To better understand what this plugin does, let us examine the default scheduling algorithm of Jenkins. How does it choose one node out of all the qualifying nodes?

By default, Jenkins employs the algorithm known as consistent hashing to make this decision. More specifically, it hashes the name of the node, in numbers proportional to the number of available executors, then hashes the job name to create a probe point for the consistent hash. More intuitively speaking, Jenkins creates a priority list for each job that lists all the slaves in their "preferred" order, then picks the most preferred available node. This priority list is different from one job to another, and it is stable, in that adding or removing nodes generally only causes limited changes to these priority lists.

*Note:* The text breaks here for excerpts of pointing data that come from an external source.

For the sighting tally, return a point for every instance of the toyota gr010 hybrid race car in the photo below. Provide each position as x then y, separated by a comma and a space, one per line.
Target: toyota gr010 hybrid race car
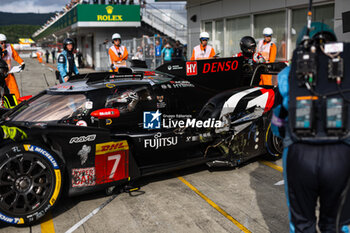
106, 129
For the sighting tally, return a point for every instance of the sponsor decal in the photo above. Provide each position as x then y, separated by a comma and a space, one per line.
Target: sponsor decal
10, 219
214, 67
109, 121
190, 123
42, 152
158, 141
180, 84
81, 139
84, 153
81, 123
161, 103
108, 147
110, 85
89, 104
111, 161
109, 17
83, 177
63, 86
106, 113
191, 68
55, 166
151, 120
192, 138
177, 121
175, 67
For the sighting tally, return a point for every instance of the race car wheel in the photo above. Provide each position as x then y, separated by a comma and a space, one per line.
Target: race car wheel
30, 183
274, 144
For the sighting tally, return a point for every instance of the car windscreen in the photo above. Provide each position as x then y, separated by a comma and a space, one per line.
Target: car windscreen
49, 108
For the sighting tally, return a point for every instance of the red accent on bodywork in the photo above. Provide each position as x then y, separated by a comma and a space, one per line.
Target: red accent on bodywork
270, 100
106, 113
104, 167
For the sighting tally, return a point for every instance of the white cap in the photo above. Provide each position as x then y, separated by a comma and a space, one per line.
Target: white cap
3, 37
267, 31
204, 35
116, 36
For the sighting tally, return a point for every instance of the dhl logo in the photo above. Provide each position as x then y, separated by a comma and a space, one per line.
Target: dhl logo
109, 147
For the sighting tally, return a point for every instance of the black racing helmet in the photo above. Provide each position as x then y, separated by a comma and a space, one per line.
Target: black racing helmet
68, 41
248, 45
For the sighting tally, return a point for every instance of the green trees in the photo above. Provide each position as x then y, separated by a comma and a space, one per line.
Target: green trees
14, 32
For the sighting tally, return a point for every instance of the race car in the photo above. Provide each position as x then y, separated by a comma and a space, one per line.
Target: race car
102, 130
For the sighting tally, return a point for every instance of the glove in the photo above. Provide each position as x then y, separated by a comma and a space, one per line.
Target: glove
13, 133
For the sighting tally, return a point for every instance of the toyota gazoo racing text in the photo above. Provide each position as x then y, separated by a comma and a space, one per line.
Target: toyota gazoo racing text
102, 130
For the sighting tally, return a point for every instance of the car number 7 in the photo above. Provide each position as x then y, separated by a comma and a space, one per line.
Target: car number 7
116, 162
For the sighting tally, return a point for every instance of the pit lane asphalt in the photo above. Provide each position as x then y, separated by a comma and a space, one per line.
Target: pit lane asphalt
252, 195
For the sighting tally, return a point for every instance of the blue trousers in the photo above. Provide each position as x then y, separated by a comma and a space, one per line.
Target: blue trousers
316, 172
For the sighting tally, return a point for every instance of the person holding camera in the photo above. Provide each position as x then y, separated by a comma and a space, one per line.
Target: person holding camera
316, 146
66, 64
118, 54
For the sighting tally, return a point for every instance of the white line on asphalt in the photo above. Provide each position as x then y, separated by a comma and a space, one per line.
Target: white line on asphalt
94, 212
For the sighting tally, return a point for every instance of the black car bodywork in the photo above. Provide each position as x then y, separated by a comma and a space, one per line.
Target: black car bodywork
106, 129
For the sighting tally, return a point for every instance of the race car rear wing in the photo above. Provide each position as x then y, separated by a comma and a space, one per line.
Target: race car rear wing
106, 76
219, 74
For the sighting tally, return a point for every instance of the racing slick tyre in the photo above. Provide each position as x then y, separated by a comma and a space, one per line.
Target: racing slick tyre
30, 182
274, 145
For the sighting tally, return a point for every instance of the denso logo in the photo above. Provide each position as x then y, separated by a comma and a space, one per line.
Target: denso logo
81, 139
220, 66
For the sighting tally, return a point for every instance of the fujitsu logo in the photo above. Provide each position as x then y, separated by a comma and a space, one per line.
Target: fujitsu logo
158, 141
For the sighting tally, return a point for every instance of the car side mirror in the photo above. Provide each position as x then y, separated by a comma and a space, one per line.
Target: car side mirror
106, 113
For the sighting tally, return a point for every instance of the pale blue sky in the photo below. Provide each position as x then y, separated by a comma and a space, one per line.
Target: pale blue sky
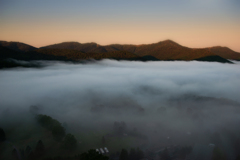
120, 21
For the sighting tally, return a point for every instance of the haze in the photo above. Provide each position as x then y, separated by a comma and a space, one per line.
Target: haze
192, 23
159, 99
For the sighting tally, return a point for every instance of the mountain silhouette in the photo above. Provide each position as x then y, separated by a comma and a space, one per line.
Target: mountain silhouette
164, 50
17, 46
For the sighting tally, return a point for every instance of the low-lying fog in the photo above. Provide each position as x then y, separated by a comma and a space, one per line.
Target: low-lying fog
159, 99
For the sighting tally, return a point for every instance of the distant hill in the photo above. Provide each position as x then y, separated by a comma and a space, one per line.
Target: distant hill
225, 52
6, 53
74, 51
78, 55
85, 47
213, 59
17, 46
164, 50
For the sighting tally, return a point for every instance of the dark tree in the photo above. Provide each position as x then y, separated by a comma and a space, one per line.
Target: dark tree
165, 154
70, 142
92, 155
132, 154
103, 140
139, 154
58, 132
15, 154
238, 157
123, 155
218, 154
2, 135
40, 149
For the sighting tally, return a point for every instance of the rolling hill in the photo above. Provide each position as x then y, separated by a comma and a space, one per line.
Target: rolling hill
164, 50
17, 46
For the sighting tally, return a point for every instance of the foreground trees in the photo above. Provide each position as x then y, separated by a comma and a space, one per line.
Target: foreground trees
70, 142
58, 131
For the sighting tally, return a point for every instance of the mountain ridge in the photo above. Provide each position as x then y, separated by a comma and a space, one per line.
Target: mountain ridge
162, 50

As a result, from the user’s point of view, it looks as if Jenkins tries to always use the same node for the same job, unless it’s not available, in which case it’ll build elsewhere. But as soon as the preferred node is available, the build comes back to it.

This behaviour is based on the assumption that it is preferable to use the same workspace as much as possible, because SCM updates are more efficient than SCM checkouts. In a typical continuous integration situation, each build only contains a limited number of changes, so indeed updates (which only fetch updated files) run substantially faster than checkouts (which refetch all files from scratch.)

This locality is also useful for a number of other reasons. For example, on a large Jenkins instance with many jobs, this tends to keep the number of the workspaces on each node small. Some build tools (such as Maven and RVM) use local caches, and they work faster if Jenkins keeps building a job on the same node.

However, the notable downside of this strategy is that when each slave is configured with multiple executors, it doesn’t try to actively create balanced load on nodes. Say you have two slaves X and Y, each with 4 executors. If at one point X is building FOO #1 and Y is completely idle, then on average, the upcoming BAR #1 still gets assigned to X with 3/7 chance (because X has 3 idle executors and Y has 4 idle executors.)